Selon l'article L.1235-3-1 du code du travail issu de l'ordonnance n°2017-1387 du 22 septembre 2017, lorsque le salarié ne demande pas la poursuite de l'exécution de son contrat de travail ou que sa réintégration est impossible, le juge lui octroie une indemnité, à la charge de l'employeur, qui ne peut être inférieure aux salaires des six derniers mois.
Au vu des circonstances de la rupture, du montant de la rémunération mensuelle brute de 2 141,75 euros, de l'ancienneté de 14 années et du délai nécessaire pour retrouver un emploi de niveau équivalent, le préjudice résultant pour Mme [E] de la rupture sera justement indemnisé par l'octroi de la somme de 22 000 euros bruts à titre de dommages-intérêts.
Sur la demande de dommages et intérêts du syndicat CFDT
Le syndicat fait valoir que l'association a porté atteinte à l'intérêt collectif de la profession en violant la convention collective et en étant responsable d'une discrimination syndicale.
L'association Institut [7] estime que le syndicat ne démontre pas l'existence d'une atteinte à l'intérêt collectif à la profession.
Le préjudice du syndicat CFDT subi du fait de la discrimination syndicale est justement réparé par l'octroi d'une somme de 1 000 euros à titre de dommages et intérêts.

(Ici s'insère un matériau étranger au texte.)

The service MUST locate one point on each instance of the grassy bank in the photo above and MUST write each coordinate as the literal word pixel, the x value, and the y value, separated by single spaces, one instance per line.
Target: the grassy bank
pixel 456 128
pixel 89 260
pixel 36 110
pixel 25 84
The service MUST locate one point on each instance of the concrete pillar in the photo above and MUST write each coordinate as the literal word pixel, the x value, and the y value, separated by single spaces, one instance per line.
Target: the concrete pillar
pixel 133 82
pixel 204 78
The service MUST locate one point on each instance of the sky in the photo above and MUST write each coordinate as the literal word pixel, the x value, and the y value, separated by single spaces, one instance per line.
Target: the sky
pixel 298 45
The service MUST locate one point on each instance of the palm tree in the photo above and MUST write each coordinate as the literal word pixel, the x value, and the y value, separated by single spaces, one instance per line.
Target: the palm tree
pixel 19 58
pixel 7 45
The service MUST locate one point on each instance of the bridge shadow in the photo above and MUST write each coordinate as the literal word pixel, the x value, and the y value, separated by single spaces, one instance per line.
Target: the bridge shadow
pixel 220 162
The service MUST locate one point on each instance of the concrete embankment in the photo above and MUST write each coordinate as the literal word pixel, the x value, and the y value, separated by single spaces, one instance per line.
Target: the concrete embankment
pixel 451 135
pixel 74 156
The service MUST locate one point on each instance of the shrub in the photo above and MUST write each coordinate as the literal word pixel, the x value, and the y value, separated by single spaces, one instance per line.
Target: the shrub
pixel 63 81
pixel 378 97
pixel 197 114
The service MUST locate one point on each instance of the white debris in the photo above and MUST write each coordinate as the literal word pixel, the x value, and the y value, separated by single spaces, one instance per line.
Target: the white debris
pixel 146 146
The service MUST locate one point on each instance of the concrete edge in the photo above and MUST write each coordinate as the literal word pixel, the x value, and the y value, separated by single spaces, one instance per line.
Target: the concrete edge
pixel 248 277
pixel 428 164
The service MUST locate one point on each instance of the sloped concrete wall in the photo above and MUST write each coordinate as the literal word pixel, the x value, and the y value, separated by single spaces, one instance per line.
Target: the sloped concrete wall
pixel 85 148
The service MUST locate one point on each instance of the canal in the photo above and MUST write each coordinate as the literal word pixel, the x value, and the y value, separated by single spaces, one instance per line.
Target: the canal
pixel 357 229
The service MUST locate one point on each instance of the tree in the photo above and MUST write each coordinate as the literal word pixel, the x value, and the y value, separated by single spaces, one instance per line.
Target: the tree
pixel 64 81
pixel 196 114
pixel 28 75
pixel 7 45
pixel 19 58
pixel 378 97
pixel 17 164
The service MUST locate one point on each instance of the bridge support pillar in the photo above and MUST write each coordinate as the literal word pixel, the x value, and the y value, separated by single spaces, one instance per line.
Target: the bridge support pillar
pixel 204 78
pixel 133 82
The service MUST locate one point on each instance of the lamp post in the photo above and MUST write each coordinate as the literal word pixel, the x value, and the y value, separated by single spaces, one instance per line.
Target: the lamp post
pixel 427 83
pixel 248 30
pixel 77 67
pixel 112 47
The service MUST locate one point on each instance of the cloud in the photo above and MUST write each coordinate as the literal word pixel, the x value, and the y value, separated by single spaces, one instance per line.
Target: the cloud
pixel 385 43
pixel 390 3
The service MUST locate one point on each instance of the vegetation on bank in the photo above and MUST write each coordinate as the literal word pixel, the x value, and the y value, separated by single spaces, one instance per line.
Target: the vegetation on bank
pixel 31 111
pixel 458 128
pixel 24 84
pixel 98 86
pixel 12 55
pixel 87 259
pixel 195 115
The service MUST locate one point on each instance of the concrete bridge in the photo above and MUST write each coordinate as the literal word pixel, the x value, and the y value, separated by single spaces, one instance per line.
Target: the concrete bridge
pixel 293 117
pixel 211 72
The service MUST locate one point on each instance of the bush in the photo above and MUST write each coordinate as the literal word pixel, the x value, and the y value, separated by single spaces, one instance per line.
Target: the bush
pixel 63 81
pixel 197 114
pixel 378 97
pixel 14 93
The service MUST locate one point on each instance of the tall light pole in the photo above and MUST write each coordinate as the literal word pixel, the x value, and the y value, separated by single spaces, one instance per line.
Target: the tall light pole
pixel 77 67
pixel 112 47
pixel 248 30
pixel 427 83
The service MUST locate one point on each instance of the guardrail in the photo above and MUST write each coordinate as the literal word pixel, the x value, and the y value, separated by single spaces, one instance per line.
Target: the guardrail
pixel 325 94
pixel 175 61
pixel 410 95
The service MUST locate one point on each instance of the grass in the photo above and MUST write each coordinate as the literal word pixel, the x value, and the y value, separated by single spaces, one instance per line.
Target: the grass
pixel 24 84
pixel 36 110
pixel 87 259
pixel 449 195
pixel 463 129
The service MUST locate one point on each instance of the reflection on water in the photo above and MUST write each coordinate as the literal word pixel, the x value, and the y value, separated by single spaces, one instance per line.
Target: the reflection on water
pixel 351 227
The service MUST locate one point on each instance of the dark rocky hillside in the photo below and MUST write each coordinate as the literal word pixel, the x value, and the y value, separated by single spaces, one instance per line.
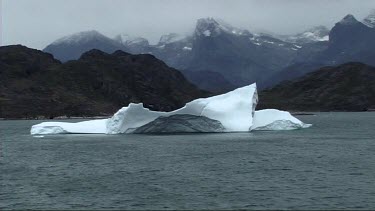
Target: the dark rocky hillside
pixel 33 83
pixel 348 87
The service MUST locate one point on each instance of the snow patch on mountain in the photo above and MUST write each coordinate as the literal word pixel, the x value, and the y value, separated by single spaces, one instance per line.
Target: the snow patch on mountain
pixel 128 40
pixel 80 37
pixel 212 27
pixel 170 38
pixel 315 34
pixel 370 19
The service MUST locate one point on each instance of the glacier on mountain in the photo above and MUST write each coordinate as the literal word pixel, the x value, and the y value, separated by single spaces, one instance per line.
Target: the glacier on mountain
pixel 235 111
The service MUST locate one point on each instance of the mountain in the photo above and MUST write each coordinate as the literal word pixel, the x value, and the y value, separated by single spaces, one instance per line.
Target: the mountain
pixel 347 87
pixel 315 34
pixel 209 80
pixel 33 83
pixel 73 46
pixel 349 41
pixel 370 19
pixel 238 55
pixel 132 44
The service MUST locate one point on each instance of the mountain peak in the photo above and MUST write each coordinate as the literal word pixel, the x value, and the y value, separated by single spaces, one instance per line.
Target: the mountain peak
pixel 211 27
pixel 79 37
pixel 348 20
pixel 370 19
pixel 127 40
pixel 170 38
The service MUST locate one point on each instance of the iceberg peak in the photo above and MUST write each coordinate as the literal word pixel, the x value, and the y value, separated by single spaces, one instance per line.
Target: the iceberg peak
pixel 230 112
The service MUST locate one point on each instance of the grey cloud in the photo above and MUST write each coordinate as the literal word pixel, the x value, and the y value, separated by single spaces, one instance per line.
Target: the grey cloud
pixel 36 23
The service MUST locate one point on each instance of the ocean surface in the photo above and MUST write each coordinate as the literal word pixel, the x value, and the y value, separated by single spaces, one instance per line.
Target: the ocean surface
pixel 328 166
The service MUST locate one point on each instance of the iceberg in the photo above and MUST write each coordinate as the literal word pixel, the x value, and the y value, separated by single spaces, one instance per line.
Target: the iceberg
pixel 273 119
pixel 182 123
pixel 230 112
pixel 90 127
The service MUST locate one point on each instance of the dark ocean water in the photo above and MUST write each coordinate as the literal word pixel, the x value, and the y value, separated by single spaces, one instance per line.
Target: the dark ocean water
pixel 328 166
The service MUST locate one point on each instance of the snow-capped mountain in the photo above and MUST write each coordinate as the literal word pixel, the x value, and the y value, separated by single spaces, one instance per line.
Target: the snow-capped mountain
pixel 315 34
pixel 73 46
pixel 370 19
pixel 349 41
pixel 211 27
pixel 128 40
pixel 132 44
pixel 170 38
pixel 240 56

Compte-tenu de la solution apportée au litige, il convient de confirmer le jugement en ce qui concerne les dépens et les indemnités de procédure allouées et de condamner l'association aux dépens d'appel, ainsi qu'à payer à Mme [E] la somme de 2 000 euros et au syndicat départemental CFDT des services de santé et des services sociaux du Rhône la somme de 500 euros, en application de l'article 700 du code de procédure civile en cause d'appel.
PAR CES MOTIFS
Statuant publiquement par arrêt mis à disposition au greffe et contradictoirement :
CONFIRME le jugement en ce qu'il a rejeté les demandes de Mme [E] de condamnation de l'association Institut [7] au titre de l'exécution déloyale de son contrat de travail et au titre de la violation de la convention collective applicable, déclaré recevable l'intervention du syndicat départemental CFDT des services de santé et des services sociaux du Rhône et en ses dispositions relatives aux dépens et aux indemnités de procédure
INFIRME le jugement pour le surplus de ses dispositions
Statuant à nouveau sur les chefs infirmés,
DIT que la prise d'acte de Mme [O] [E] produit les effets d'un licenciement nul
CONDAMNE l'association Itinova venant aux droits de l'association Institut [7] à payer :
- à Mme [O] [E] les sommes suivantes :
' 8 000 euros à titre de dommages et intérêts en réparation du préjudice subi du fait de la discrimination syndicale
' 22 000 euros bruts à titre de dommages et intérêts pour licenciement nul
- au syndicat départemental CFDT des services de santé et des services sociaux du Rhône la somme de 1 000 euros à titre de dommages et intérêts en réparation du préjudice subi du fait de l'atteinte à l'intérêt collectif de la profession
CONDAMNE l'association ITINOVA venant aux droits de l'association Institut [7] aux dépens d'appel
CONDAMNE l'association ITINOVA venant aux droits de l'association Institut [7] à payer à Mme [O] [E] la somme de 2 000 euros et au syndicat départemental CFDT des services de santé et des services sociaux du Rhône la somme de 500 euros, en application de l'article 700 du code de procédure civile en cause d'appel.